What does a Cost Engineer do?

Prior to the start of a project, a cost engineer determines how much money, resources, and time it will require. The job has nothing to do with traditional engineering jobs, which involve designing and fabricating tangible objects and tools. A cost control engineer projects, assesses, and controls costs, as well as plans, schedules, and manages projects, using engineering principles and judgment.

A meeting with a cost engineer is usually held before a company, individual, or investor group begins a project to discuss the budget and budget projections. The projected costs for labor, materials, and related expenses are given to the cost engineer. He or she meets with the principals to discuss the budget details after reviewing the numbers. After that, the project is put out to bid.

The responsibilities of a cost engineer differ from project to project; some projects are ready to bid right away, while others require extensive retooling to meet budget constraints. The cost engineer’s job is to accurately analyze labor and material estimates for each project phase and recommend solutions for overbudget problem areas. Meetings with project managers, subcontractors, and investors are frequently required.

A cost control engineer advises cost management teams on cost reporting and forecasting on a regular basis, and checks their projections for accuracy. Work on variance reporting, projections, cost tracking, commitment reporting, change control, and cash flow with construction, engineering, and cost analyst personnel.
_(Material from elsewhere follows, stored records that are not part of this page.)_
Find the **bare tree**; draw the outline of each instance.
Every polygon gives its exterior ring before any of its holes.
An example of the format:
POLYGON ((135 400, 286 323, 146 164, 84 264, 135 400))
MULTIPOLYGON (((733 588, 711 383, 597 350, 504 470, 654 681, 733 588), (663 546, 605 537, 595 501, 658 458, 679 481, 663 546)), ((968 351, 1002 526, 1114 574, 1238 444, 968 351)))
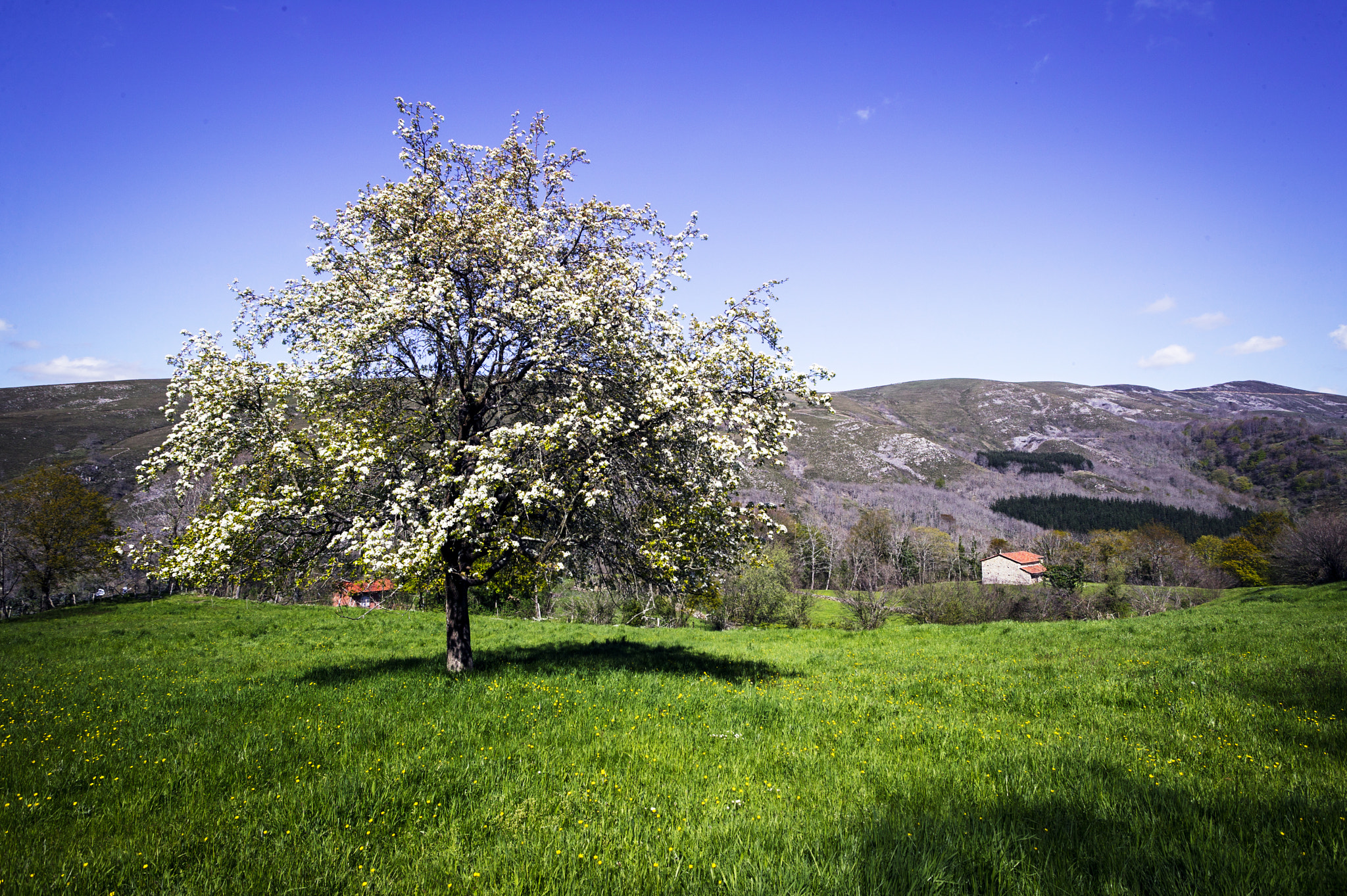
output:
POLYGON ((1316 513, 1284 529, 1272 546, 1272 565, 1282 581, 1316 584, 1347 578, 1347 517, 1316 513))

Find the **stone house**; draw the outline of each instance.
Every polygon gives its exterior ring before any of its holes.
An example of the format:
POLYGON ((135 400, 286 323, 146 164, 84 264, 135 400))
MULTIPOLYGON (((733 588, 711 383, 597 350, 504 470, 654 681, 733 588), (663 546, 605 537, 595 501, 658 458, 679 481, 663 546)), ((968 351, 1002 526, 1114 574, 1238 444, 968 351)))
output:
POLYGON ((1028 550, 1009 550, 982 561, 983 585, 1037 585, 1048 568, 1028 550))
POLYGON ((348 581, 341 589, 333 593, 333 607, 373 607, 384 608, 384 600, 389 597, 396 587, 389 578, 376 578, 373 581, 348 581))

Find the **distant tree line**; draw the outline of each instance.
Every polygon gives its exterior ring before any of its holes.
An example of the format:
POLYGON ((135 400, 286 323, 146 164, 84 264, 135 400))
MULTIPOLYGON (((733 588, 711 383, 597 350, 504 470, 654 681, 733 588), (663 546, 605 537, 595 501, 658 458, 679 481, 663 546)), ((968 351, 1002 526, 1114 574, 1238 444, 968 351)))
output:
POLYGON ((1094 461, 1084 455, 1070 451, 979 451, 978 465, 991 470, 1005 470, 1010 464, 1020 464, 1021 474, 1063 474, 1065 468, 1094 470, 1094 461))
POLYGON ((1184 426, 1193 471, 1259 498, 1294 505, 1347 499, 1347 441, 1338 426, 1294 417, 1250 417, 1227 425, 1184 426))
POLYGON ((93 596, 117 574, 117 529, 106 498, 61 467, 0 484, 0 616, 93 596))
POLYGON ((1075 533, 1095 529, 1140 529, 1146 523, 1160 523, 1189 542, 1203 535, 1222 538, 1231 535, 1239 531, 1241 526, 1254 515, 1254 511, 1241 507, 1228 507, 1228 517, 1214 517, 1154 500, 1084 498, 1082 495, 1018 495, 994 502, 991 510, 1044 529, 1063 529, 1075 533))

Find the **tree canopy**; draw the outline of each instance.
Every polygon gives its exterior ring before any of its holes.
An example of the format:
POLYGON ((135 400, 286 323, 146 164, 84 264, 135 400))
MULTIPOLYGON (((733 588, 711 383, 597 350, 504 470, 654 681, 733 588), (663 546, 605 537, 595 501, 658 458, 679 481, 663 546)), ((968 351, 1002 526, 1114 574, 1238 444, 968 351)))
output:
POLYGON ((585 153, 556 152, 541 114, 484 148, 397 102, 407 179, 315 221, 313 277, 238 291, 233 354, 185 334, 141 480, 210 494, 162 568, 442 573, 450 670, 471 667, 467 588, 520 565, 711 588, 770 525, 733 495, 784 453, 788 396, 827 401, 824 371, 792 370, 775 284, 683 315, 664 297, 695 214, 675 231, 568 200, 585 153), (261 359, 273 342, 288 361, 261 359))
POLYGON ((24 584, 50 609, 53 589, 116 557, 108 499, 58 467, 38 467, 5 483, 0 518, 0 596, 24 584))

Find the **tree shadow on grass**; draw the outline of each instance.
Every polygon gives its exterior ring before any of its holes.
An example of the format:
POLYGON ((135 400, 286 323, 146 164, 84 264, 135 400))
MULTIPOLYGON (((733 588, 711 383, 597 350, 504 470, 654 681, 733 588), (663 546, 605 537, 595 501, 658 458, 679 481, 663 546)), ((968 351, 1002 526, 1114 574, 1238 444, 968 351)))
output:
MULTIPOLYGON (((589 643, 485 647, 473 651, 473 674, 517 670, 540 675, 626 671, 636 674, 710 675, 742 683, 795 678, 800 673, 772 663, 733 659, 688 650, 680 644, 647 644, 626 638, 589 643)), ((384 674, 445 675, 445 654, 405 657, 315 667, 303 681, 335 682, 384 674)))

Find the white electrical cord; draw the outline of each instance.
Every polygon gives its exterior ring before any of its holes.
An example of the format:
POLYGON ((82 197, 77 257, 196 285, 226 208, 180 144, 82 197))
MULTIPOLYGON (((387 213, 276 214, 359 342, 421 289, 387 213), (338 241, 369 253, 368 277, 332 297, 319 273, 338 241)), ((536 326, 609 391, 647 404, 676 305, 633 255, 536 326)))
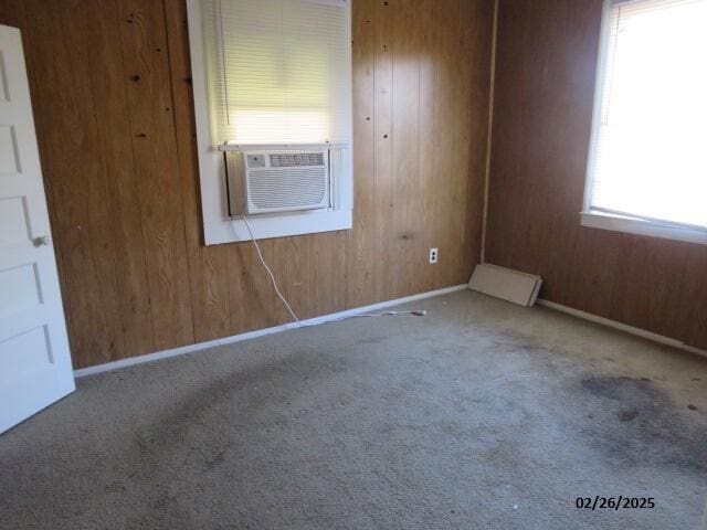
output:
POLYGON ((251 229, 251 225, 247 222, 246 216, 245 215, 241 215, 241 219, 243 219, 243 222, 245 223, 245 227, 247 229, 247 233, 251 234, 251 241, 253 242, 253 245, 255 245, 255 251, 257 252, 257 257, 261 259, 261 263, 263 264, 263 267, 265 267, 265 271, 267 271, 267 274, 270 275, 270 279, 273 283, 273 287, 275 288, 275 293, 277 294, 279 299, 283 300, 283 304, 285 305, 285 307, 289 311, 289 315, 292 315, 292 318, 295 320, 295 322, 297 322, 299 326, 302 326, 302 322, 299 322, 299 319, 297 318, 297 315, 295 315, 295 311, 293 311, 292 307, 289 307, 289 303, 287 301, 287 298, 285 298, 283 296, 283 294, 279 292, 279 289, 277 288, 277 282, 275 282, 275 275, 273 274, 273 272, 270 269, 270 267, 265 263, 265 258, 263 257, 263 253, 261 252, 261 247, 257 244, 257 241, 255 241, 255 236, 253 235, 253 230, 251 229))
MULTIPOLYGON (((255 251, 257 252, 257 257, 260 258, 261 263, 263 264, 263 267, 265 268, 265 271, 267 271, 267 274, 270 275, 270 279, 271 279, 272 284, 273 284, 273 288, 275 289, 275 293, 277 294, 277 297, 285 305, 285 307, 287 308, 287 311, 289 311, 289 315, 292 316, 293 320, 295 322, 297 322, 297 325, 303 327, 303 328, 307 328, 309 326, 319 326, 319 324, 325 324, 325 322, 302 324, 299 321, 299 318, 297 318, 297 315, 295 314, 295 311, 293 311, 292 307, 289 306, 289 303, 287 301, 287 298, 285 298, 283 296, 283 294, 279 292, 279 288, 277 287, 277 282, 275 280, 275 275, 273 274, 271 268, 267 266, 267 263, 265 263, 265 258, 263 257, 263 253, 261 252, 261 247, 257 244, 257 241, 255 240, 255 235, 253 235, 253 229, 251 229, 251 225, 247 222, 247 218, 245 215, 241 215, 241 219, 245 223, 245 227, 247 229, 247 233, 251 236, 251 242, 253 242, 253 245, 255 246, 255 251)), ((426 314, 428 314, 428 311, 425 311, 424 309, 415 309, 415 310, 412 310, 412 311, 382 311, 382 312, 373 312, 373 314, 346 315, 344 317, 334 318, 331 320, 326 320, 326 321, 327 322, 338 322, 340 320, 346 320, 347 318, 382 317, 382 316, 386 316, 386 315, 392 315, 392 316, 394 316, 394 315, 415 315, 418 317, 424 317, 426 314)))

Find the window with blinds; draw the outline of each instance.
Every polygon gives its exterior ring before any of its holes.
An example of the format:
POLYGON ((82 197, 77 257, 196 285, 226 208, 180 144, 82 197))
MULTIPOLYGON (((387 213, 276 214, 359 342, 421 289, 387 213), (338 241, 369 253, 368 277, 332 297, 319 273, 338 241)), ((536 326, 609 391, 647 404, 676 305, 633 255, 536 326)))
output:
POLYGON ((707 227, 707 0, 606 0, 591 211, 707 227))
POLYGON ((203 0, 211 139, 350 141, 350 42, 341 0, 203 0))

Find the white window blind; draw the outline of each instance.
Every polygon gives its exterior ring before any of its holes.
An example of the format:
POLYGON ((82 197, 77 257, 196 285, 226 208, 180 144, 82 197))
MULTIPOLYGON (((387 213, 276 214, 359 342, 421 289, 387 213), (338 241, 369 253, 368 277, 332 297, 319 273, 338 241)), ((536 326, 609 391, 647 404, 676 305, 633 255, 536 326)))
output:
POLYGON ((212 142, 350 141, 347 23, 340 0, 204 0, 212 142))
POLYGON ((592 210, 707 226, 707 0, 614 0, 589 170, 592 210))

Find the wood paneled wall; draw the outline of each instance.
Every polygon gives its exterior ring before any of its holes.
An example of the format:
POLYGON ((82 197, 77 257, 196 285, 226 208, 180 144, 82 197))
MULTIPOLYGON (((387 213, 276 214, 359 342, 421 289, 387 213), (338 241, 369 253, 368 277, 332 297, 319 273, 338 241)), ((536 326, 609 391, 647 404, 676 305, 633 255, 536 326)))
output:
MULTIPOLYGON (((354 230, 262 244, 302 317, 466 282, 492 19, 354 2, 354 230)), ((0 23, 22 30, 75 367, 286 321, 249 244, 202 243, 183 0, 2 0, 0 23)))
POLYGON ((707 348, 707 246, 579 225, 601 0, 500 0, 486 258, 541 296, 707 348))

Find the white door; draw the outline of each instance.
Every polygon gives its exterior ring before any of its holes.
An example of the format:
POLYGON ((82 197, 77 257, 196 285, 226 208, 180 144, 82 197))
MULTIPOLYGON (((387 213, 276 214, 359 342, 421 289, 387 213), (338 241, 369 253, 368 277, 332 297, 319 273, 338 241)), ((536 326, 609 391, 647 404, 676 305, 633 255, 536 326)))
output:
POLYGON ((0 25, 0 433, 73 390, 22 41, 0 25))

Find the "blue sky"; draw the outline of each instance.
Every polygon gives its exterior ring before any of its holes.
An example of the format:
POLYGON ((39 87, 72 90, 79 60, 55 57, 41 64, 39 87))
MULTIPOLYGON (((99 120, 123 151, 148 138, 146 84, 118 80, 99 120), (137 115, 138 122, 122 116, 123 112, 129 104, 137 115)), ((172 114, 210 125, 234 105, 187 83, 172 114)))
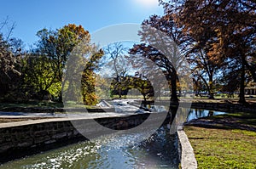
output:
POLYGON ((158 0, 2 0, 0 21, 9 16, 16 26, 12 37, 26 47, 43 28, 82 25, 90 33, 116 24, 140 24, 149 15, 162 14, 158 0))

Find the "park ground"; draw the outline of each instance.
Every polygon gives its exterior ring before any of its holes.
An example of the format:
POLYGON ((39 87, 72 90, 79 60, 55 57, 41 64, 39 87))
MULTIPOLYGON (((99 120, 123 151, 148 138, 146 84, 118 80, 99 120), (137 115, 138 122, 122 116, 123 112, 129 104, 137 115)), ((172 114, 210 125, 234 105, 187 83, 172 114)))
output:
POLYGON ((256 168, 256 113, 236 112, 187 123, 198 168, 256 168))

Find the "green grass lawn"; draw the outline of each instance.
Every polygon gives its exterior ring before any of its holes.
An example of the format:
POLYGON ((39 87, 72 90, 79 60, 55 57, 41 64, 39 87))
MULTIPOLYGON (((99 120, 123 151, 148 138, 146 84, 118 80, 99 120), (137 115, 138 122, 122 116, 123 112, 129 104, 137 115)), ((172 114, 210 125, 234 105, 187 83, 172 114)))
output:
POLYGON ((198 168, 256 168, 256 114, 207 118, 210 126, 186 126, 198 168))

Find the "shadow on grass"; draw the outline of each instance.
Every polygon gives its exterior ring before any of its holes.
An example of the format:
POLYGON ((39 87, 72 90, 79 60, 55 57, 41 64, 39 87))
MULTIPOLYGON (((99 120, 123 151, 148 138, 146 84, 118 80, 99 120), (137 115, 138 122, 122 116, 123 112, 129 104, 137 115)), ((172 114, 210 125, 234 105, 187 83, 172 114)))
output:
POLYGON ((237 112, 204 117, 192 120, 184 125, 205 128, 241 129, 256 132, 256 113, 237 112))

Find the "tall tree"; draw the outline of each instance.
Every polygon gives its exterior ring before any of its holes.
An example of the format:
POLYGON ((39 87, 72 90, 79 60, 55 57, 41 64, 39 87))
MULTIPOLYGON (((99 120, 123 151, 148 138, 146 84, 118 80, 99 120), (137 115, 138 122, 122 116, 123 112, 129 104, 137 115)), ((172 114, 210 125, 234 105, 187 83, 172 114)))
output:
POLYGON ((244 103, 245 71, 255 76, 255 69, 247 57, 255 58, 256 2, 253 0, 183 0, 173 5, 165 3, 166 12, 177 15, 177 22, 183 31, 207 51, 212 59, 221 63, 228 58, 240 60, 240 102, 244 103), (177 11, 177 12, 175 12, 177 11))
POLYGON ((171 84, 171 101, 177 103, 177 71, 183 68, 185 57, 181 54, 186 54, 190 39, 182 32, 182 28, 177 26, 172 16, 168 15, 150 16, 143 22, 139 35, 146 43, 135 45, 130 54, 148 59, 162 70, 171 84))
MULTIPOLYGON (((90 40, 89 32, 81 25, 74 24, 69 24, 57 31, 43 29, 38 31, 37 35, 39 37, 38 50, 50 59, 54 78, 60 82, 62 81, 63 70, 73 48, 82 40, 84 43, 89 43, 90 40)), ((61 92, 59 101, 62 101, 61 92)))

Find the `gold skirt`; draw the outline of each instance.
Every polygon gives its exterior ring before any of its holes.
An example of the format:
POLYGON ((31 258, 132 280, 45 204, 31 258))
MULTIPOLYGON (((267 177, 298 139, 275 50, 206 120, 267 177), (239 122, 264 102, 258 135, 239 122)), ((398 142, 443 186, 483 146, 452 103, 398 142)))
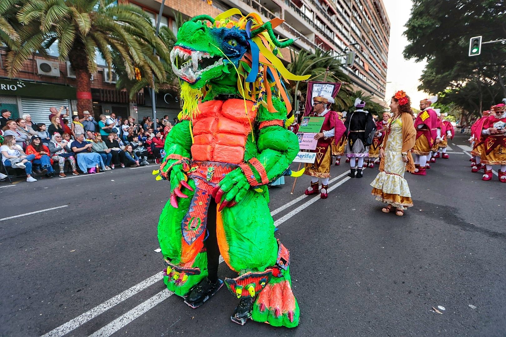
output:
MULTIPOLYGON (((316 149, 318 150, 318 148, 316 148, 316 149)), ((304 171, 304 174, 318 178, 330 178, 330 154, 332 150, 330 147, 328 147, 325 153, 321 155, 323 156, 323 159, 322 160, 321 164, 318 167, 316 166, 316 164, 306 163, 305 166, 306 170, 304 171)), ((316 156, 318 156, 318 154, 317 153, 316 156)))
POLYGON ((427 156, 431 152, 431 146, 425 134, 420 135, 413 147, 413 153, 418 156, 427 156))

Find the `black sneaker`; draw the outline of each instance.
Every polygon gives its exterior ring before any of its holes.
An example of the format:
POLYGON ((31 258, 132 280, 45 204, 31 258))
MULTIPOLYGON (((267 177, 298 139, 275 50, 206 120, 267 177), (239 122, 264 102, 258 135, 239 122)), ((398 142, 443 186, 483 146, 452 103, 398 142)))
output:
POLYGON ((195 285, 190 292, 185 302, 192 308, 198 308, 214 295, 223 285, 223 281, 218 279, 213 283, 206 277, 195 285))

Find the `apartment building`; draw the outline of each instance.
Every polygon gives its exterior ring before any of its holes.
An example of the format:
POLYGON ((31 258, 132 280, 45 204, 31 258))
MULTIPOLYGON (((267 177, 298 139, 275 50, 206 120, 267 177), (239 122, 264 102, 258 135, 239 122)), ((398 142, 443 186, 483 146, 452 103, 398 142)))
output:
MULTIPOLYGON (((151 18, 158 19, 162 0, 119 0, 139 6, 151 18)), ((293 47, 314 51, 330 51, 344 62, 347 51, 356 53, 353 65, 344 67, 354 88, 372 94, 384 102, 387 76, 390 25, 382 0, 165 0, 160 24, 177 30, 175 13, 193 17, 206 14, 214 17, 233 7, 244 14, 259 13, 264 21, 275 17, 285 20, 275 29, 281 37, 299 39, 293 47), (357 43, 357 44, 354 44, 357 43)), ((35 122, 49 122, 49 108, 68 106, 76 114, 75 74, 68 62, 58 60, 57 49, 49 51, 53 58, 45 60, 34 55, 16 79, 7 78, 6 51, 0 47, 0 109, 9 109, 17 117, 29 113, 35 122)), ((285 60, 289 54, 284 53, 285 60)), ((98 118, 106 111, 117 115, 138 119, 151 115, 149 92, 140 92, 133 100, 115 87, 115 74, 97 56, 101 65, 93 74, 92 94, 94 113, 98 118)), ((180 111, 176 92, 159 93, 157 116, 176 117, 180 111)))

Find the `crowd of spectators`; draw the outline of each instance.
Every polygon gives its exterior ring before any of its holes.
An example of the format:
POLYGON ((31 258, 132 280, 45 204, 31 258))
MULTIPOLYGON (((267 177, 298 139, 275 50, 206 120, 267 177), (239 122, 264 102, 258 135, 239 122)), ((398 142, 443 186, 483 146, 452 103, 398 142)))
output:
POLYGON ((7 177, 9 168, 24 169, 26 181, 34 182, 34 174, 64 178, 66 172, 79 175, 146 165, 150 157, 159 163, 164 156, 165 136, 173 126, 168 116, 157 118, 154 129, 151 117, 136 123, 132 116, 123 119, 106 110, 97 122, 89 111, 81 118, 69 116, 68 109, 50 109, 48 124, 32 123, 28 114, 15 120, 10 111, 2 110, 0 180, 7 177))

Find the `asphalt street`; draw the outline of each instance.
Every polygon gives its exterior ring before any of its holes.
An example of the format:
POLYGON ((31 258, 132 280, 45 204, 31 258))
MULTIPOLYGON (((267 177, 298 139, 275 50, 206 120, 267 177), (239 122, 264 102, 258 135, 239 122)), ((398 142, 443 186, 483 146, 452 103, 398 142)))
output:
POLYGON ((231 322, 225 287, 197 309, 164 290, 156 226, 170 189, 155 166, 1 182, 0 335, 503 337, 506 184, 471 172, 467 138, 427 176, 406 174, 414 206, 402 217, 370 195, 377 168, 349 178, 344 160, 326 200, 303 197, 307 176, 293 195, 291 177, 270 189, 293 329, 231 322))

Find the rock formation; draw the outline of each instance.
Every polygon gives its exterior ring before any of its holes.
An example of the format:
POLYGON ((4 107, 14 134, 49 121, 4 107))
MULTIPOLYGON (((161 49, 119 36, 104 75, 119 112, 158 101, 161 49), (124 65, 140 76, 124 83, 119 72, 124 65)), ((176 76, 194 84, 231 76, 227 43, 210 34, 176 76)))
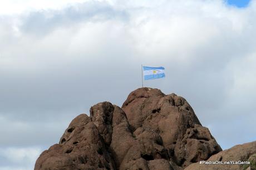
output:
POLYGON ((200 164, 199 162, 193 163, 185 168, 185 170, 255 170, 256 169, 256 142, 239 144, 215 154, 209 158, 207 161, 242 161, 249 162, 250 164, 200 164))
POLYGON ((183 169, 221 151, 186 100, 174 93, 139 88, 122 108, 105 102, 90 112, 42 153, 35 170, 183 169))

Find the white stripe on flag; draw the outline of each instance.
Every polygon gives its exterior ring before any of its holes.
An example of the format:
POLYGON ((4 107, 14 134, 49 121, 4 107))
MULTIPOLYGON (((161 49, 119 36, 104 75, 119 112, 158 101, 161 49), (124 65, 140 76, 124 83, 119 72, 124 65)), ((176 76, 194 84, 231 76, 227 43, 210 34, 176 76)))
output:
POLYGON ((156 69, 154 70, 149 69, 149 70, 145 70, 143 71, 143 74, 144 76, 161 74, 161 73, 164 73, 164 69, 156 69))

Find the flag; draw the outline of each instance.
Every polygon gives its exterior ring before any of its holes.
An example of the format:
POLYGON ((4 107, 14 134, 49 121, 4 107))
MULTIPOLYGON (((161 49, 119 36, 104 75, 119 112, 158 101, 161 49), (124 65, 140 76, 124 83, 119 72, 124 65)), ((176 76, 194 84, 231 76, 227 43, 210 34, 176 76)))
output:
POLYGON ((143 75, 145 80, 164 78, 165 77, 165 68, 143 66, 143 75))

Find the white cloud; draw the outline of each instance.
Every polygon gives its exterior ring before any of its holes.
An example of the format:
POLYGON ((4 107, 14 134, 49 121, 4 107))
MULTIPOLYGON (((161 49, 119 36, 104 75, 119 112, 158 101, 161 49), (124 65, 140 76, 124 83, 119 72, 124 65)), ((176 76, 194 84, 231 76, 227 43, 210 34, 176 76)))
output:
POLYGON ((1 132, 24 134, 22 145, 58 142, 95 103, 121 105, 141 84, 141 63, 165 67, 165 79, 145 85, 184 96, 224 148, 256 140, 255 1, 31 1, 16 5, 20 14, 10 2, 0 5, 9 9, 0 17, 0 124, 9 127, 1 132))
To ensure accurate cost coding, review, and accruals, a cost control engineer collaborates closely with accounting.

Each industry has its own set of educational and experience requirements for a cost control engineer. Because there are no formal degree programs in cost engineering, it is occasionally mentioned in engineering or civil engineering curricula. The fundamentals of cost engineering are covered in a number of online educational programs. In this field, professional organizations occasionally offer classes and seminars.

Some cost engineers start out in the construction industry. They study math and statistics and apply their knowledge and experience to become qualified for a position as a cost engineer. Various cost engineering professional organizations provide voluntary certification. If a company employs more than one cost engineer, working as an intern with one of them, whether paid or unpaid, can provide invaluable experience to those aspiring to the position.

The construction industry employs the most cost control engineers, accounting for more than half of all cost engineers. Cost engineers make up 15% of the workforce in the manufacturing industry. The remaining cost engineering jobs are spread across a variety of industries.